Megatron-LM#

Megatron-LM is NVIDIA’s framework for training and fine-tuning large transformer models with tensor, pipeline, and expert parallelism. Megatron Bridge sits on top of Megatron-LM and provides a recipe-based interface — instead of passing dozens of CLI flags, you write a short Python recipe that returns a config object. Recipes can load HuggingFace pretrained weights directly via the hf_path parameter, so you can start from any checkpoint without manual conversion.

In this note, we demonstrate how to use Megatron Bridge to load HuggingFace pretrained weights and train with Megatron-LM. The examples use the scripts in src/megatron.
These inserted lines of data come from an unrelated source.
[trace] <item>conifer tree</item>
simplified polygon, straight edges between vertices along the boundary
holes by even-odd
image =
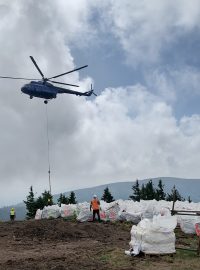
[[[40,210],[42,210],[45,207],[45,203],[44,203],[44,200],[43,200],[42,196],[39,196],[37,198],[36,207],[37,207],[37,209],[40,209]]]
[[[145,193],[146,193],[146,200],[153,200],[155,199],[156,192],[153,187],[152,180],[149,180],[149,182],[145,186]]]
[[[140,190],[140,200],[147,200],[146,188],[144,184],[142,184],[142,187]]]
[[[192,200],[191,200],[190,196],[188,197],[188,202],[189,202],[189,203],[191,203],[191,202],[192,202]]]
[[[53,196],[49,191],[44,191],[42,196],[39,196],[36,200],[37,209],[43,209],[45,206],[53,204]]]
[[[69,198],[65,196],[65,194],[60,193],[60,197],[58,198],[58,204],[69,204]]]
[[[106,187],[104,189],[104,192],[103,192],[103,196],[101,197],[101,199],[107,203],[110,203],[110,202],[113,202],[114,201],[114,198],[109,190],[108,187]]]
[[[47,205],[52,205],[53,204],[53,196],[51,195],[51,193],[49,191],[44,191],[42,193],[42,199],[44,201],[44,206]]]
[[[24,201],[26,205],[26,218],[31,219],[35,217],[35,213],[37,210],[37,205],[34,197],[33,187],[30,187],[29,195],[26,197],[26,201]]]
[[[176,189],[175,186],[173,186],[171,193],[167,194],[166,197],[167,201],[184,201],[185,199],[181,196],[181,194],[179,193],[179,191]]]
[[[76,204],[76,195],[74,193],[74,191],[71,191],[70,195],[69,195],[69,203],[70,204]]]
[[[156,200],[165,200],[166,194],[164,192],[164,185],[162,183],[162,180],[160,179],[158,182],[158,188],[156,189]]]
[[[129,196],[129,198],[133,201],[139,202],[141,197],[140,185],[139,181],[136,180],[132,186],[133,195]]]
How to Use Megatron Bridge#

The container image is built with Docker and exported as an enroot squashfs (.sqsh) file. Enroot is a lightweight container runtime designed for HPC — it converts Docker images into unprivileged sandboxes that integrate with SLURM via the pyxis plugin. When srun.sh runs, it passes --container-image and --container-mounts to srun, and pyxis handles importing the .sqsh and launching each task inside the container.

# Build Docker image and export to enroot sqsh
make build

# This produces megatron-lm+latest.sqsh in the current directory.
# srun.sh picks it up via the SQSH env var (default: ./megatron-lm+latest.sqsh).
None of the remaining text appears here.